Dean Cirotta, president and COO of EAS Consulting Group, which specializes in FDA regulatory matters, cited a "general lack of understanding of what it takes" to fully comply with cGMPs.

"We're still seeing too many companies receiving significant 483s and significant warning letters," he said. "I still think there's a long way to go."

Re-inspection Fees

FDA has threatened to pull the trigger on another weapon that could close the gap in compliance. The FDA Food Safety Modernization Act (FSMA) grants the agency power to assess fees for re-inspections. In warning letters, FDA has cited its authority to assess these fees.

Effective Oct. 1, the hourly domestic fee is $237 and $302 for work outside the United States, according to a government notice in the Federal Register.

The agency can bill for its time traveling, inspecting a facility and conducting other work such as analyzing samples and writing a report, said Cara Welch, Ph.D., senior vice president of scientific and regulatory affairs with the Natural Products Association (NPA), a 77-year-old organization representing the natural products industry.

The fees could add up to tens of thousands of dollars for a company, according to Cirotta. "A one-week re-inspection could cost a company in my estimation $25,000 to $30,000 easily," he said.

Fabricant said he couldn't comment on whether FDA has assessed fees for re-inspections.

Welch said she wasn't aware of the agency invoking its authority—yet.

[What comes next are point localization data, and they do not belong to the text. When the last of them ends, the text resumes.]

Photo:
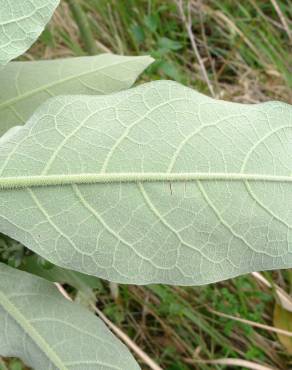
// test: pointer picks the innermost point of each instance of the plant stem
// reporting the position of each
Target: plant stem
(84, 27)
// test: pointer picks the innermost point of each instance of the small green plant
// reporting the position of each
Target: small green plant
(158, 183)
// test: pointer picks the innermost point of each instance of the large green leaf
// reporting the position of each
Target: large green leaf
(25, 85)
(155, 184)
(21, 22)
(48, 332)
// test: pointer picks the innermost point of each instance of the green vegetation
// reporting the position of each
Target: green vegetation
(245, 48)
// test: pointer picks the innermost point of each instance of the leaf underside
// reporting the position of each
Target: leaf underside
(21, 22)
(39, 326)
(26, 85)
(234, 219)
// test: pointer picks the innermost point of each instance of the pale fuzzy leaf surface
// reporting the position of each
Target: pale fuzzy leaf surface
(46, 331)
(163, 185)
(26, 85)
(21, 23)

She expressed optimism that the fees, once FDA begins assessing them, will motivate companies to avoid an enforcement action like a warning letter. "Hitting folks in the pocketbook is very effective," she said. "When the invoices start going out;, hopefully that's a wake-up call."

Consumer Trust

Meantime, consumers of dietary supplements need to be "more savvy" about their purchasing decisions, said Mister. "They need to purchase products from companies they trust," he said.

Mister also recommended consumers consult with a healthcare professional before beginning a new regimen of supplements.

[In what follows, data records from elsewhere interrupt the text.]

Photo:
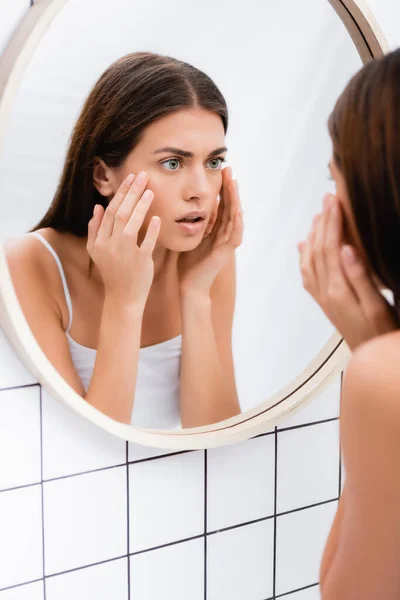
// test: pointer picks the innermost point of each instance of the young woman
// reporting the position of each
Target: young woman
(128, 281)
(351, 253)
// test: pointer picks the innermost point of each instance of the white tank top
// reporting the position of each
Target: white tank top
(156, 404)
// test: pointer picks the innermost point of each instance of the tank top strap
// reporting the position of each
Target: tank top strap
(60, 268)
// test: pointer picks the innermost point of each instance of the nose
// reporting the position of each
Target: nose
(197, 184)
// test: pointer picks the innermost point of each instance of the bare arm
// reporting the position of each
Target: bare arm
(112, 386)
(127, 273)
(208, 392)
(365, 558)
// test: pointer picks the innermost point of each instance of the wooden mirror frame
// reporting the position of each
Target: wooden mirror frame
(329, 362)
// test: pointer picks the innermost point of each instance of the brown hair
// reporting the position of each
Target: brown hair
(365, 131)
(135, 91)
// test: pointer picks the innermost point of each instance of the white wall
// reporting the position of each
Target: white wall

"In addition, consumers should avoid companies they've never heard of before, that have only a P.O. box as a mailing address or make claims that sound too good to be true," he said.

Cohen, the assistant professor at Harvard Medical School, recommended consumers only purchase single-ingredient supplements that NSF International or the U.S. Pharmacopeial Convention (USP) have certified.

"From the perspective of ensuring quality, the term 'third-party certification' has become meaningless. If a supplement has been certified by a third party, it doesn't tell the consumer anything useful," Cohen told INSIDER. "The question is who has done the certifying. If it has the official USP or NSF International stamp on the label, then one can assume that what is on the label is in the bottle. If it doesn't have one of these two stamps, then you have no assurance of what is actually in the bottle."